For a long time, Kenneth Olsen, the founder and CEO of DEC, has a great deviation in the sales concept. As an engineer, he doesn't know much about sales. He once said that "an excellent product can be sold by itself". This sentence profoundly reflects DEC's consistent attitude towards product promotion and market development. He also believes that "it is impossible for every household to have a computer."
Perhaps these ideas may be correct in the past, because the output of computers at that time was very small and the price was very high. However, at the end of the 20th century, millions of computers were sold every year, and computer outlets were all over the United States, so consumers could easily buy their own computers. At the same time, the consumers who buy computers have also changed, and the main consumers have turned from technicians/professionals to ordinary people. These consumers have no professional background knowledge, and even can't tell the spelling of "transistor" and "resistor" (note: the spelling of transistor and resistor is similar, that is, transistor and resistor). So we don't pay enough attention to market promotion and are insensitive to market changes. We still sell our products to professionals and ordinary consumers, and we get twice the result with half the effort. This is a failure.
The second failure is to miss the opportunity.

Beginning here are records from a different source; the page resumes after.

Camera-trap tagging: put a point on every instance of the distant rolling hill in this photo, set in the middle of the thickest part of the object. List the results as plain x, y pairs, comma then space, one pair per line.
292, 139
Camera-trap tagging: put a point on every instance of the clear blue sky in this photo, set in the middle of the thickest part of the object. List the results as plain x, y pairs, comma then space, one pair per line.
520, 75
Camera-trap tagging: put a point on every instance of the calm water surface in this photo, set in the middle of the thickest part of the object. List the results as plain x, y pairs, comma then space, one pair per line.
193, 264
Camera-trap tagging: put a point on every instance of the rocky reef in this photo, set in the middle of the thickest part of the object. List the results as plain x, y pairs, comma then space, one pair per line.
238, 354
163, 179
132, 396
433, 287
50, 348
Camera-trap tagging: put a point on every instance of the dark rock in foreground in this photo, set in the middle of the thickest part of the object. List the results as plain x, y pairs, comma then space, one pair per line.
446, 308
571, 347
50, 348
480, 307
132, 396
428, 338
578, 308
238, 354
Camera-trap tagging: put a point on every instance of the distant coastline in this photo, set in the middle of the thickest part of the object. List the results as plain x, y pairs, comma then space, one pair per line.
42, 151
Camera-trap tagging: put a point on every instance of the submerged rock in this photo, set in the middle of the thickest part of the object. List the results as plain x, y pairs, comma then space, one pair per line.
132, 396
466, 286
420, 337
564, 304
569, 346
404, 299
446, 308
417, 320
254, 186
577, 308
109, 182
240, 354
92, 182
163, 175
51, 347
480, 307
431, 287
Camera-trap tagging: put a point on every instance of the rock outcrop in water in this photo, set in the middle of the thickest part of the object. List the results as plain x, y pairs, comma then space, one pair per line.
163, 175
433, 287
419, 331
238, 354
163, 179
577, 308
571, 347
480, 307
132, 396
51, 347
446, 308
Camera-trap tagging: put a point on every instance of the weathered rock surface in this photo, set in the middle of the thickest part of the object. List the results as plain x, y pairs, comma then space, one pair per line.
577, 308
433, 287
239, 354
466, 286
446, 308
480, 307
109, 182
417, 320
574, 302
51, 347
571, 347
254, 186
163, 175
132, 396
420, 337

199 1 February, DEC launched the EV4 processor. At the same time, Apple engineers are looking for processors with better performance for the company's products, and the launch of EV4 left a deep impression on them. Therefore, Apple CEO john sculley met with Kenneth Olson in June of the same year, hoping to use DEC's new processor in future Apple computers. However, Olsen thought that the time for EV4 to be put on the market was not mature, and the potential of VAX architecture had not been fully tapped, so he rejected Apple's request.
A few months later, Apple introduced a MAC computer based on PowerPC developed by IBM and Motorola. 1On April 28th, 997, Willian Dehmel, a DEC engineer who had participated in the development of VAX and Alpha, pointed out in an interview with Businessweek that the company's top management didn't want to bet on Apple in the future. Therefore, indecision and missing the opportunity are the second failures.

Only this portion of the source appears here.